SWE-bench scores (February 2026)
SWE-bench Verified measures how many real GitHub issues an agent can solve end-to-end:
- Claude Opus 4.5/4.6: ~80.9%
- GPT-5.2-Codex: ~80.0%
- Mini-SWE-agent (100 lines of code): 74%
- OpenHands + Claude Sonnet: ~62%
These scores have plateaued at ~80% on the standard benchmark. The new frontier is SWE-Bench Pro (enterprise-grade, multi-file problems) where even the best models score ~23%. Real-world performance depends heavily on codebase familiarity, test coverage, and how well the issue is described.
Cost Analysis
The dominant cost is API tokens, not compute. Here is what it looks like in practice:
Per-task cost
- Simple bug fix (single file, clear description): $0.50 - $2.00
- Feature implementation (2-5 files, moderate complexity): $2.00 - $8.00
- Complex refactor (10+ files, cross-cutting): $5.00 - $15.00
These assume Claude Sonnet at $3/1M input tokens, $15/1M output tokens. Using Opus roughly quadruples the cost but improves quality on complex tasks.
Infrastructure cost
- Mac Mini M4 (per executor): $600 one-time
- Tart VM hosting: Free (runs on existing hardware)
- Docker containers: Free (runs on existing hardware)
- Electricity: ~$5/month per Mac
- GitHub: Free (already using)
Monthly estimate
For a small team shipping 5-10 agent-completed issues per day:
- API costs: $100 - $400/month (Sonnet)
- Infrastructure: $10 - $15/month (electricity + existing hardware)
- Total: $110 - $415/month
Compare this to a junior developer at $4,000 - $6,000/month. The agent will not replace a developer — it cannot attend standups, argue about tabs vs. spaces, or explain why the build broke over coffee. But it handles the routine issues that eat into senior developer time: dependency updates, boilerplate features, test additions, and well-specified bug fixes. The stuff nobody wants to do at 9pm after the kids are in bed.
Cost controls
--max-budget-usdper task (hard ceiling)- Per-API-key spending limits at the Anthropic dashboard
- Route simple tasks to cheaper models (Haiku for linting, Sonnet for features, Opus for architecture)
- Prompt caching reduces repeat context costs by 90%
What We Are Building
We are starting simple and iterating:
Phase 1: Single executor (now)
- One Claude Code executor on a dedicated Mac Mini M4
- Manual issue labeling triggers the agent
- Shell script wrapper around
claude -p - Telegram notification on completion
- Human reviews every PR before merge
Phase 2: Multi-executor with dispatcher
- 2-3 executors in Tart VMs on a Mac Mini M4 Pro (48GB)
- Dispatcher assigns issues based on priority and executor availability
- Per-executor MCP configs with the access model described above
- Scheduled automation: health checks, morning digests, dependency monitoring
- Cost dashboard and alerting via Telegram
Phase 3: Smart routing
- Classify issues by complexity before assigning
- Simple issues get Sonnet with lower budget.
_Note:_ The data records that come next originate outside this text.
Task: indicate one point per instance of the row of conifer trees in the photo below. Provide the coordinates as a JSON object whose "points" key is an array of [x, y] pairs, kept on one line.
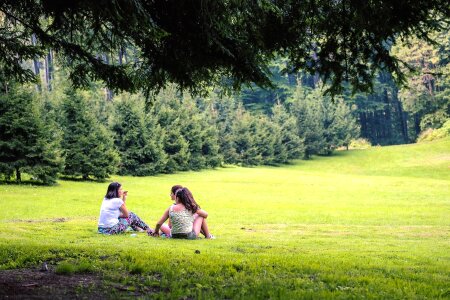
{"points": [[79, 134]]}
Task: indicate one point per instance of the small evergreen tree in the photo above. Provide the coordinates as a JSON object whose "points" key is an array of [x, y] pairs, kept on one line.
{"points": [[27, 143], [291, 146], [167, 111], [87, 144], [140, 154], [243, 130], [307, 109]]}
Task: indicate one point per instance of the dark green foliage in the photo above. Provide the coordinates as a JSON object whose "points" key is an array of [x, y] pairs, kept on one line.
{"points": [[308, 111], [141, 152], [291, 146], [339, 125], [196, 43], [168, 110], [244, 130], [87, 144], [27, 144]]}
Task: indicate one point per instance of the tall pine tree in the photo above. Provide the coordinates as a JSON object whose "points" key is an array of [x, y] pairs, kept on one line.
{"points": [[87, 144]]}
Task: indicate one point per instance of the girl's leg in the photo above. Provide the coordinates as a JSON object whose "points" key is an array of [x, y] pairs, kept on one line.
{"points": [[166, 230], [205, 230], [200, 224], [136, 222], [201, 230], [118, 228]]}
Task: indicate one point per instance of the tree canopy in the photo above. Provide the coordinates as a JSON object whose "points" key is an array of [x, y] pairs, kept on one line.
{"points": [[143, 45]]}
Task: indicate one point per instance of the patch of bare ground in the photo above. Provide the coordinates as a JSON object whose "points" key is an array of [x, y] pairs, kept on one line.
{"points": [[39, 284]]}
Complex issues get Opus with higher budget.
- Automatic retry on failure with escalation (try Sonnet first, fall back to Opus)
- Impact analysis integration — before making changes, query a dependency graph to understand what will be affected
What we are not building
- No auto-merge. Humans review every PR.
- No production access. Ever.
- No custom model training. We use the best available foundation models.
- No multi-repo agents. One issue, one repo, one PR. Keep it simple.
The gap is not in the models anymore. Claude Opus and GPT-5 can write code that passes tests and handles edge cases. The gap is in the plumbing: safe execution, cost control, dependency awareness, and reliable orchestration. The unsexy infrastructure that makes the difference between a cool demo and a tool you actually trust with your codebase at night.